Monday, September 15, 2014

Answers to Meg's 3 questions

  1. Williams highlights Uncle Tom’s Cabin as a primary example of racial melodrama. This novel was also very controversial at the time it was released (which Williams discusses). Did Harriet Beecher Stowe purposefully use melodrama to make the book even more controversial?
    • A: From the first anecdote of Stowe, which was after the book was written (after she became a celebrity), I think she might not use melodrama purposely but accidentally. When she saw the statues, she was instantly attracted by them. However, she quickly alarmed herself that this is melodrama, and she was sort of appalled by the power of melodrama. Later though, she did not think there is a really big problem with melodrama's innovative way of expression: "Without specifically taking up the defense of the term, Stowe nevertheless defends the right of an artist to break the 'classical' rules of unity and decorum even if it means 'being melodramatic'." (P11) She definitely wanted the book to be very controversial but may unconsciously utilized new and innovative elements such as pathos, and some of the elements that are melodramatic.
  2. Does the “silent” aspect of Birth of a Nation make the film more melodramatic? What do critics think?

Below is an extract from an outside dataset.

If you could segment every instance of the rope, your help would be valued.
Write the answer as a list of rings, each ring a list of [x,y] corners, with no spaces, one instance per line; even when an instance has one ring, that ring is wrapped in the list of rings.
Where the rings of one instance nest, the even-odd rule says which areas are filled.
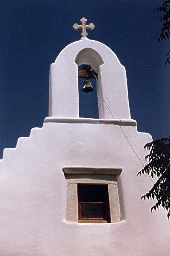
[[[96,79],[96,81],[97,81],[97,82],[99,83],[99,81],[98,81],[98,79],[97,79],[97,78],[96,78],[96,76],[95,76],[95,74],[94,74],[94,73],[93,72],[92,69],[92,68],[91,68],[91,69],[90,69],[90,70],[91,70],[91,71],[92,71],[92,73],[93,73],[93,75],[94,75],[94,77],[95,77],[95,79]],[[105,92],[105,91],[104,91],[104,90],[103,90],[103,89],[102,88],[102,91],[103,91],[104,93],[104,94],[105,94],[105,96],[106,96],[106,97],[107,98],[107,99],[108,99],[108,100],[109,101],[109,103],[110,103],[110,105],[111,105],[111,106],[112,106],[113,108],[113,109],[115,111],[115,112],[116,112],[116,115],[117,115],[118,116],[118,118],[119,118],[119,120],[120,120],[120,121],[121,122],[121,123],[122,123],[122,124],[123,126],[124,127],[125,127],[125,129],[126,129],[126,131],[127,131],[127,132],[128,132],[128,134],[130,136],[130,138],[132,140],[132,141],[133,141],[133,143],[134,143],[134,145],[135,145],[135,146],[136,146],[136,149],[137,149],[137,150],[138,151],[139,153],[139,154],[140,154],[140,155],[141,156],[142,156],[142,159],[143,159],[144,160],[144,162],[145,162],[146,163],[147,163],[147,161],[146,161],[146,159],[144,159],[144,158],[143,157],[143,156],[142,155],[142,153],[141,153],[141,152],[140,152],[140,151],[139,150],[139,148],[138,148],[138,147],[137,146],[136,144],[136,143],[135,143],[135,141],[134,141],[134,140],[133,140],[133,138],[132,138],[132,136],[131,136],[130,134],[129,133],[129,132],[128,132],[128,129],[126,128],[126,127],[125,126],[125,125],[124,125],[124,124],[123,124],[123,122],[122,121],[122,120],[121,120],[121,119],[120,119],[120,117],[119,117],[119,115],[118,115],[118,113],[117,113],[117,111],[116,111],[116,109],[115,109],[115,108],[114,107],[114,106],[113,106],[113,105],[112,104],[112,103],[111,103],[111,102],[110,102],[110,99],[109,99],[108,97],[108,96],[107,96],[107,94],[106,94],[106,93]],[[106,102],[105,102],[105,101],[104,100],[103,100],[104,102],[105,103],[105,104],[106,104],[106,106],[107,106],[107,108],[108,108],[108,110],[109,110],[109,111],[110,113],[110,114],[112,116],[112,117],[113,117],[113,118],[115,119],[115,118],[113,116],[113,115],[112,114],[112,112],[111,112],[111,111],[110,110],[110,109],[109,109],[109,108],[108,107],[108,106],[107,104],[106,103]],[[127,137],[127,136],[126,135],[125,135],[125,133],[123,131],[123,130],[122,129],[122,128],[121,127],[121,126],[120,126],[120,129],[121,129],[121,130],[122,130],[122,132],[123,132],[123,134],[124,135],[125,135],[125,138],[126,138],[126,139],[128,141],[128,143],[129,143],[129,144],[130,145],[130,147],[131,147],[131,148],[133,150],[133,152],[134,152],[135,154],[136,154],[136,156],[137,156],[137,157],[138,158],[138,159],[139,160],[139,161],[140,162],[140,163],[141,163],[141,164],[142,164],[142,167],[143,167],[143,168],[144,168],[144,165],[143,164],[143,163],[141,161],[141,159],[140,159],[138,155],[137,155],[137,154],[136,153],[136,151],[135,151],[135,149],[133,148],[133,147],[132,145],[131,144],[131,143],[130,143],[130,141],[129,141],[129,140],[128,140],[128,137]],[[153,182],[153,179],[152,179],[152,178],[150,177],[150,176],[149,175],[149,174],[148,174],[148,175],[149,175],[149,177],[150,178],[150,179],[152,181],[152,182],[153,182],[153,183],[154,184],[155,183],[154,183],[154,182]],[[155,179],[156,179],[156,178],[155,178]]]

    • A: The silent aspect did make the film more melodramatic as it leaves mission of delivering message purely on images, music, and pathos. Critics, such as Dorothy Dix states:"I had considered the moving picture interesting, instructive, amusing, diverting, beautiful, spectacular, but I had believed that the silent drama never could touch the emotions very deeply. I had thought that to grip an audience, to melt it to tears with pathos, to thrill it with high herotic sentiment, required the spoken word and the magic of human voice."But he also finds the movie an "apotheosis" of the moving picture" which can work up an audience to a "perfect frenzy". (P98)
  3. Woodrow Wilson’s “It is like writing history with lightning” quote is highlighted. In what context was this said? How does this apply to what we have read so far in class?
    • A: It was the "best remembered description" of the movie "The Birth of Nation." However, Williams refers to it as "apparently apocryphal". It seems that Williams believes the Birth of Nation is not a good way to portray the "truth" in history. There are different types of documents with regard to history, and an emotional aspect has its own function if not recording the history strictly. Emotional aspect of history is an social aspect of history. So far I feel Wilson's comment is fair. With the theme of class struggle, the way that melodrama raise these social issues are in ironic and humorous ways.